Some types of lenses increase your eyes' sensitivity to light.
What lifestyles do you lead? What kind of work do you do?
For those involved in sports and recreational activities, contact lenses offer a number of advantages, in addition to providing god peripheral vision, eliminating the problem of fogged or rain splattered lenses and freeing you from worries about broken glasses, contact lenses also mean you can wear wear non-prescription protective eye wear. Looking sideways through the lenses of glasses need lead to prismatic effects because you are not looking through their centers. Your eyes have to coordinate differently to cope with this. This does not happen with contact lenses because you always look through the centers of the lenses or they move with your eye movements.
Your occupation and work environment should also be taken into consideration. Those who work in an area that requires good peripheral vision may want to consider contacts. For those in industry environments or where chemicals are in heavy use are likely to find spectacles more comfortable.
Do you like the way glasses feel? Do you like how you look in them? No longer is it really necessary to choose between either contacts or glasses. Some of today's contacts are so easy to wear that you can use them intermittently--for special occasions, while participating in sports or to match your fashion.

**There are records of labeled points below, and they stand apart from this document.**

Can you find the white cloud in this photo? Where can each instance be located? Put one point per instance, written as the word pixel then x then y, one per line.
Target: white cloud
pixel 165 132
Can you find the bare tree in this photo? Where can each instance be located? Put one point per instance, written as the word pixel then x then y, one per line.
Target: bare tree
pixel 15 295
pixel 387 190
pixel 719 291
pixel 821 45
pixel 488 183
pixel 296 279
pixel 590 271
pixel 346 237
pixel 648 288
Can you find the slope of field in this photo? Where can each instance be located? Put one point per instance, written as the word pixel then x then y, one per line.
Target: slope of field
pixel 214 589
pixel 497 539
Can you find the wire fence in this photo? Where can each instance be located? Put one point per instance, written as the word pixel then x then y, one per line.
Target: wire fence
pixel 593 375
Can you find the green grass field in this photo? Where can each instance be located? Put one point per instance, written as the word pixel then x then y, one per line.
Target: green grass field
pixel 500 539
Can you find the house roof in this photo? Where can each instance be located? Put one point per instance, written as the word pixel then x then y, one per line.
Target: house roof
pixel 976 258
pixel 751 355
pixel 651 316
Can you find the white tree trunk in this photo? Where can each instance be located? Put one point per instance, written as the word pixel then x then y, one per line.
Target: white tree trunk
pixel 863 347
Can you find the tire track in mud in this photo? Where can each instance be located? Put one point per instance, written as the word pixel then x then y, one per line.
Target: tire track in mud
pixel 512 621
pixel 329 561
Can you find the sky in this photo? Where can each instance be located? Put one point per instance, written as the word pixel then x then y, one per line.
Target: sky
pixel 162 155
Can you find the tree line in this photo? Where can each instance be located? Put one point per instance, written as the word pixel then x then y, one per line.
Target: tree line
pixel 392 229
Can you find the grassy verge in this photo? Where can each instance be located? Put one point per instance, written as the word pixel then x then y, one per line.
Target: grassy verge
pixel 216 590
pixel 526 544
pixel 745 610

New single-use, one-day disposable lenses are comfortable and do not require cleaning. They may be easily interchanged with glasses.
How contact Lenses Correct Vision
Contact lenses are designed to rest on the cornea, the clear outer surface of eye. They are held in place mainly by adhering to the tear film that covers the front of the eye and, to a lesser extent, by pressure from the eyelids.
As the eyelid blinks, it glides over the surface of the contact lens and cause it to move slightly. This movement allows the tears to provide necessary lubrication to the corna and helps flush away debris between the cornea and the contact lens.
Contact lenses are optical medical devises, primarily used to correct nearsightedness, farsightedness, astigmatism and presbyopia. In these conditions, light is not focused properly on the retina, the layer of nerve endings in the back of the eye that converts light to electrochemical impulses. When light is not focused properly on the retina, the result is blurred or imperfect vision.
When in place on the cornea, the contact lens functions as the initial optical element of the eye. The optics of the contact lens combine with the optics of the eye to properly focus on the retina. The result is clear vision.